Stéphane Maurais, General Director at Alco Prevention Canada, interviewed with the Montreal Gazette—the only English-speaking newspaper published in Montreal, Quebec—on March 7th, 2016 to discuss current drink-driving statistics released by Alcohol Countermeasure Systems (ACS). ACS, parent company to Alco Prevention Canada and ALCOLOCK, has one common goal: To promote road safety through industry-leading breath alcohol testing technology.
Maurais recalls his university days, watching his friends knockback several beers or the better half of a wine bottle, get behind the wheel and say, “I’m okay to drive.” Maurais knew otherwise.
“Drivers overestimate their ability to judge their sobriety, but that shouldn’t be the case,” noted Chris Wilson, Director of Alcohol Test Products at ACS, in the recent survey.

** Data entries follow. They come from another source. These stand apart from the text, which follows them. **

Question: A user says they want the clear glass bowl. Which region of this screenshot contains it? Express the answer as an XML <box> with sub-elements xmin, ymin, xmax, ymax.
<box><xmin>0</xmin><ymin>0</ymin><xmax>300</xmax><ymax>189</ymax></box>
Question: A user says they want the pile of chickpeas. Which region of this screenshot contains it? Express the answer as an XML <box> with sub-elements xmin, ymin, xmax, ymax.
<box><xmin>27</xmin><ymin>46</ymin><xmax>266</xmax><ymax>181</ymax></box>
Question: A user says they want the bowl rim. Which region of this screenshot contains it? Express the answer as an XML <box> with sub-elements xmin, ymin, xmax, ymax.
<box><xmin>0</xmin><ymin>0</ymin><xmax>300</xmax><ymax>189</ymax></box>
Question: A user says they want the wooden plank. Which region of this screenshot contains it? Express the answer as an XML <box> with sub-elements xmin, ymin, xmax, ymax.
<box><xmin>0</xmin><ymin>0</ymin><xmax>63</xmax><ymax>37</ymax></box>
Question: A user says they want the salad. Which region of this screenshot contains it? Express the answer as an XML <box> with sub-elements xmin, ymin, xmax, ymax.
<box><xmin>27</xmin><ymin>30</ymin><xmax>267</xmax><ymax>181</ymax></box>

Maurais noted when breathalyzers are available at company Christmas parties, reports sometimes show 40% of guests being over the legal limit of .08 and a staggering 50% of those guests feeling they were okay to drive had it not been for Maurais’ company’s presence to convince people otherwise. Between 2009 and 2013, impaired driving claimed 160 lives on Quebec’s roads with 36% of those drivers containing a blood alcohol level greater than the legal limit. In 2013, 41% of road deaths resulted from drink-driving, the majority of these drivers contained a blood alcohol level almost double the legal limit.
Canadians surveyed in February, 2016 noted one-third of drivers confirmed they drove under the influence of alcohol, unaware of their Blood Alcohol Content (BAC). More than a quarter confirmed they were certain they drove while over the legal limit. Two-thirds also reported stopping a loved one from getting behind the wheel while under the influence of alcohol.
“It’s no surprise that these attitudes worry Canadians,” notes Wilson.
Angeliki Souranis, national present of Mothers Against Drunk Driving (MADD) shared a story of her son Craig who died in a drink-driving accident. As she spreads her story to protect others and keep her son’s name alive, she sees drink-driving as completely preventable and notes MADD takes a positive position on breathalyzers and alcohol interlocks, seeing them as a resource in the prevention of drink-driving.
Maurais noted, “Practices and mentalities evolve. Consider seatbelts, a couple of generations ago, nobody wore them. People are more prepared to take breathalyzers tests [today] than they once were.”
Understanding the consumption of alcohol and drugs is a risk factor that impacts directly and negatively on driving conditions. It is recommended that impacted companies establish in their internal regulations or road safety policy, a control model of consumption alcohol and hallucinogenic substances. It is important in defining the control model, which should take into account the laws related to this issue.